An oft-cited example of an incestuous mating that went horribly wrong was that of Derby winner Orby with his half-sister, the 1,000 Guineas heroine Rhodora, in 1912. The resultant foal did not survive a ghastly entry into the world and the mare never conceived again.

But there have been happier outcomes of similar unions. Foaled in 1955, the aptly named Experiment was by His Slipper out of Bedroom Slipper, the parents being half-siblings. He won minor races at Phoenix Park, the Curragh and Leopardstown, and in a relatively brief stud career he got a son rather better than himself in Sandiment, who won twice in respectable company at Saint-Cloud as a three-year-old.
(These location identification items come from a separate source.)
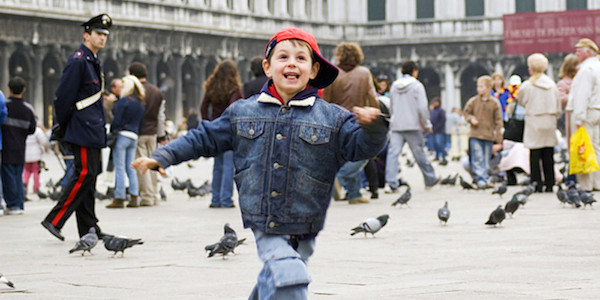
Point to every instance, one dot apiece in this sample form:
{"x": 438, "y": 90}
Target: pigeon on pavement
{"x": 226, "y": 244}
{"x": 119, "y": 243}
{"x": 512, "y": 205}
{"x": 464, "y": 184}
{"x": 500, "y": 190}
{"x": 562, "y": 195}
{"x": 86, "y": 243}
{"x": 404, "y": 198}
{"x": 444, "y": 213}
{"x": 5, "y": 280}
{"x": 371, "y": 225}
{"x": 497, "y": 216}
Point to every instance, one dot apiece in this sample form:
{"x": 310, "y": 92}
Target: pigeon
{"x": 226, "y": 244}
{"x": 446, "y": 181}
{"x": 5, "y": 280}
{"x": 573, "y": 197}
{"x": 586, "y": 198}
{"x": 512, "y": 205}
{"x": 41, "y": 194}
{"x": 464, "y": 184}
{"x": 404, "y": 198}
{"x": 119, "y": 243}
{"x": 497, "y": 216}
{"x": 371, "y": 225}
{"x": 163, "y": 195}
{"x": 562, "y": 195}
{"x": 500, "y": 190}
{"x": 86, "y": 243}
{"x": 444, "y": 213}
{"x": 177, "y": 185}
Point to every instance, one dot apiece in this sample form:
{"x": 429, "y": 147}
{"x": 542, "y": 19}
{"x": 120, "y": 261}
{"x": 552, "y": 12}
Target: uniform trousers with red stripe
{"x": 78, "y": 195}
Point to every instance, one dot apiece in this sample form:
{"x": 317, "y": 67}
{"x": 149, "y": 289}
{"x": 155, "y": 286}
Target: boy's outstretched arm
{"x": 144, "y": 164}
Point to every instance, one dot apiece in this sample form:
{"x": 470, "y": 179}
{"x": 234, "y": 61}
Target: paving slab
{"x": 545, "y": 251}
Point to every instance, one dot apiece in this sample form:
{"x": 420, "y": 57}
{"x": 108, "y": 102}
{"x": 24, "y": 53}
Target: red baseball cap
{"x": 327, "y": 72}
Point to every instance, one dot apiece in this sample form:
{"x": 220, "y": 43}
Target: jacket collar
{"x": 304, "y": 98}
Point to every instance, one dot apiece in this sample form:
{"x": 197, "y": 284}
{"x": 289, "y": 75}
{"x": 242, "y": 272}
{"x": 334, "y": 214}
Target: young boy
{"x": 484, "y": 114}
{"x": 288, "y": 145}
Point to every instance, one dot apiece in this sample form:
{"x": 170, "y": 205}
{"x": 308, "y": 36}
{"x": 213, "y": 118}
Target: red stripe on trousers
{"x": 75, "y": 189}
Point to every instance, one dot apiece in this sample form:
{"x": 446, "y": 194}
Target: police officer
{"x": 80, "y": 116}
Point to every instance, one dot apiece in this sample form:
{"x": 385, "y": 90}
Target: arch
{"x": 190, "y": 84}
{"x": 166, "y": 84}
{"x": 468, "y": 81}
{"x": 51, "y": 72}
{"x": 111, "y": 71}
{"x": 429, "y": 77}
{"x": 20, "y": 65}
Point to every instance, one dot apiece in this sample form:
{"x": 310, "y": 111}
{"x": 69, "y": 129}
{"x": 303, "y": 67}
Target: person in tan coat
{"x": 541, "y": 100}
{"x": 484, "y": 114}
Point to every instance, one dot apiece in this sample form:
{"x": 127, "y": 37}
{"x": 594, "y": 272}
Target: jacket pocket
{"x": 309, "y": 198}
{"x": 250, "y": 189}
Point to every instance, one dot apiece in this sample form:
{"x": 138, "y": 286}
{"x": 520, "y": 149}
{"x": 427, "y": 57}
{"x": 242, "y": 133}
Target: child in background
{"x": 484, "y": 114}
{"x": 288, "y": 145}
{"x": 35, "y": 146}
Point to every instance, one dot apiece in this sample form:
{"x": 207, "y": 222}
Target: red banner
{"x": 549, "y": 32}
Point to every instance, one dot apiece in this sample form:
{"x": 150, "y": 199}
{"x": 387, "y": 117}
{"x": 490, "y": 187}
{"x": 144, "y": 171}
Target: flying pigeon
{"x": 404, "y": 198}
{"x": 586, "y": 198}
{"x": 5, "y": 280}
{"x": 119, "y": 243}
{"x": 86, "y": 243}
{"x": 512, "y": 205}
{"x": 444, "y": 213}
{"x": 226, "y": 244}
{"x": 497, "y": 216}
{"x": 163, "y": 195}
{"x": 562, "y": 195}
{"x": 177, "y": 185}
{"x": 500, "y": 190}
{"x": 371, "y": 225}
{"x": 464, "y": 184}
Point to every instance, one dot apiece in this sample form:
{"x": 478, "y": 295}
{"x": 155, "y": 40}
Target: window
{"x": 576, "y": 4}
{"x": 376, "y": 10}
{"x": 425, "y": 9}
{"x": 525, "y": 5}
{"x": 474, "y": 8}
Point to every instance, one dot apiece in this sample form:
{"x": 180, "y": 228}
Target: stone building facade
{"x": 181, "y": 41}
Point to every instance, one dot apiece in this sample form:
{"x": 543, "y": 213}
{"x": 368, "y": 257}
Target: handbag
{"x": 513, "y": 129}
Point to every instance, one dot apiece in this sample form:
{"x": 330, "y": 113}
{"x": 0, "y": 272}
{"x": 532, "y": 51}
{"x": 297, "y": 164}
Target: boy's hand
{"x": 366, "y": 115}
{"x": 144, "y": 164}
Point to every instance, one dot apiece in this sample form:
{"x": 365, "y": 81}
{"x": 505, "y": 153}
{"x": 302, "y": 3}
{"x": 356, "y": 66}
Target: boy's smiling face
{"x": 291, "y": 67}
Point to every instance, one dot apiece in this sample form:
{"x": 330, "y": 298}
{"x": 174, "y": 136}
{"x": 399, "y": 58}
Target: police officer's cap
{"x": 100, "y": 23}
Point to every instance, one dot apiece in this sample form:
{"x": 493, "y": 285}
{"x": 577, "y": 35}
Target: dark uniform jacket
{"x": 19, "y": 123}
{"x": 76, "y": 111}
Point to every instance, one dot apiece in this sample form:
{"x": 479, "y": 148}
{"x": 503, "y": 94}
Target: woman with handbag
{"x": 540, "y": 98}
{"x": 125, "y": 127}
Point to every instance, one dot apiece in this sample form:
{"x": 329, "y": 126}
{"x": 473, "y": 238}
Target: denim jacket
{"x": 285, "y": 156}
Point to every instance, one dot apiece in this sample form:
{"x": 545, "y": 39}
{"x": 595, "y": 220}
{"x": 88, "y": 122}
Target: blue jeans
{"x": 222, "y": 181}
{"x": 284, "y": 274}
{"x": 349, "y": 176}
{"x": 480, "y": 153}
{"x": 414, "y": 138}
{"x": 123, "y": 156}
{"x": 12, "y": 182}
{"x": 439, "y": 144}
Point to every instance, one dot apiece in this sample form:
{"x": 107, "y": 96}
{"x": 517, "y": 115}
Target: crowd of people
{"x": 287, "y": 146}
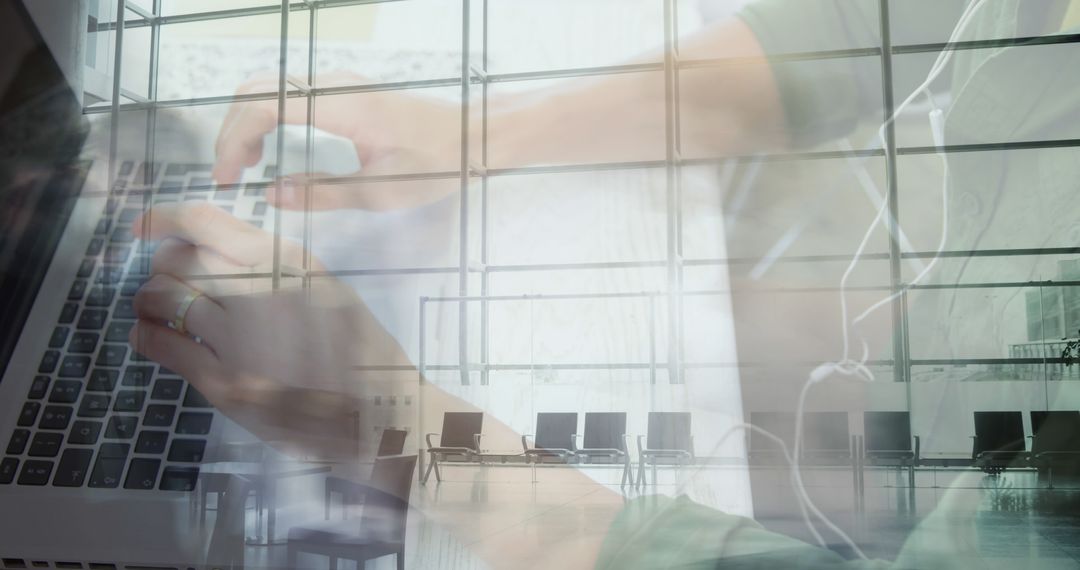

Somewhere in my filing system, sadly eluding recovery, is a note of a horse I saw at Doncaster many years ago, the product of a full-brother/ full-sister mating. It didn't sell and I don't suppose it ever ran, or my memory would have retained something about it.

What all these facts suggest is that, over the course of the 300-plus years the thoroughbred has existed, just about every kind of mating has probably occurred and it might be a mistake to cite any as a unique example.

Except, perhaps, for the case that resulted in the birth of a filly called Lover's Miss in 1933. There was no significant inbreeding involved with her, but what was remarkable was that she was by Meteoric Prince out of Countess Buckingham, who were both foals of 1931. Could there really be another instance of a foal conceived when both parents were yearlings?

Could there really be another instance of a foal conceived when both parents were yearlings?